I just had a lil bit to drink last night..though what I had was very dangerous as Dalia called it the Purple Killer..Gatorade mixed with Vodka and chilled for a few hours..And Chrissy and I were talking this morning about what to post and i was like my brain ain't really working cause i'm a bit inebriated (didn't think i knew such a big word did ya?..lol) and we came up with what's the funniest or worse (depend'n how u look at it) thing you've done while sloshed!
12 years ago
10 comments:
LOL SOrry partner i didn't help on this one but they really tryna work me like a chinese kid making jordans in a sweat shop today.....
my story, i got so drunk one time but i didn't realize how drunk i was so it was me hubby brother in law and sister in law we were @ q wedding where surprisingly the liquor was flowing, lmao that is shicking cause norammly black ppl like man please yall ain't bout to drank all my crown and henny up, anyway brother and sister in law in back seat arguring on the way back to the crib so i was like dang baby speed cause i had to piss badddddddddddd finally get to brother and sister in law crib but they so intent on arguring that they wasn't even trying to unlock they door to let me in to pee, finally they unlocked the door, i kncoked my sister in law into some bushes rushing to get up the stairs to the bathroom, i made it with piss dribbling down my thigh, but tell me why i came tummbling down them damn stairs like an acrobat, lmmfao i fell into my sister in law again and knocked her ass into the closet, why them fools was standing there laughing like that shit was funny, we was all to' down, i got up and didn't realize i had a cut on my leg till i got home, and the next day i had a big ass bruise on my back from the fall.....that is the drunkest i can ever remember being.....
ahahahaha chrissy!! LOL and i really ain't got a story..lol i'm a quiet go to sleep drunk..
Well hell.......I've got the PERFECT story because this just happened this past weekend!
I was at our local hangout and wanted to go outside to get some air. At the door, the money dude asked for my wrist so he could stamp it so I could come back in. I gave him my left wrist...he said no, I need ya right wrist. Cool! That was when I realized my diamond tennis bracelet wasn't on my left wrist. He stamp my right wrist, I went back to my people's and told them I lost my bracelet. The bracelet was a graduation present from my stepdad.
I started boo hooing - tears STREAMING and all - all uncontrollably and shit. I mean, by this time...I am TORE UP - had 2 blue motorcycles AND a shot of Patron. So, my friends take me outside to try & calm me down...it wasn't the bracelet itself, it was the sentiment behind it, and me facing the fact that I would have to tell him that I lost it. I think I cried for about 10-15 min. I was able to finally stop crying and continued to get my party on.
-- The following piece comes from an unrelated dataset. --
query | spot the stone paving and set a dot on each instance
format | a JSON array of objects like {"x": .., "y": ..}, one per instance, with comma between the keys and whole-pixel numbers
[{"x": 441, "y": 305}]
Went home that night, stripped down, took my money out of my pocket, threw it on my bed (w/ my lipgloss) and passed the fugg out! Woke up the next day, got dressed, and proceeded to put my money in my pocket. Making sure I grabbed all my cash, I moved my shorts and FOUND MY BRACELET!!! I didn't know if my bracelet was in my pocket w/ my money or if I left it home.
Well, a few days later I saw some pics from that night on one of my friend's myspace page...I DIDN'T EVEN WEAR THE DAMN BRACELET TO THE CLUB!!! That shyt was sitting under my shorts the whole time, while I was boo-hooing in the got dayum club.
I'm done. LMAO
Damn Chrissy...I started laughing when you knocked her ass into the bushes!!! LMAO Actually, when it was running down ya thigh!!!
ahahahahaa DIAPER ANYONE?!?!?!
no one will ever get that story out of me!!!! EVER!!!
Why is everybody allllll over the place? LMAO! Y'all got too many chicken legs in the frier for me! Just clicked on Bahama's name for the first time, realized you have your own blog, and showing some luv!
Momo
ya'll off the hook !
luv 504
xilla ya punk ! don't wanna share a story
luv 504
lmao xilla u need to share love, that is the point of a blog......let it out.....and EFF you T......lmao i was so damn mad piss all down my thigh and shit and they standing there arguring.....assholes....lol
A drunken story?? Woo weee I think I have a doozy, but let me share one.
I was in Jamaica with the ex (All inclusive) and I had like 5 drinks!! I had to pee real bad but the hotel was so far away, he's messing around fumbling for the key, meanwhile I'm peeing on myself because I couldn't hold it any longer. He had the nerve to laugh at me....hissss, like put the key in the door already!!!!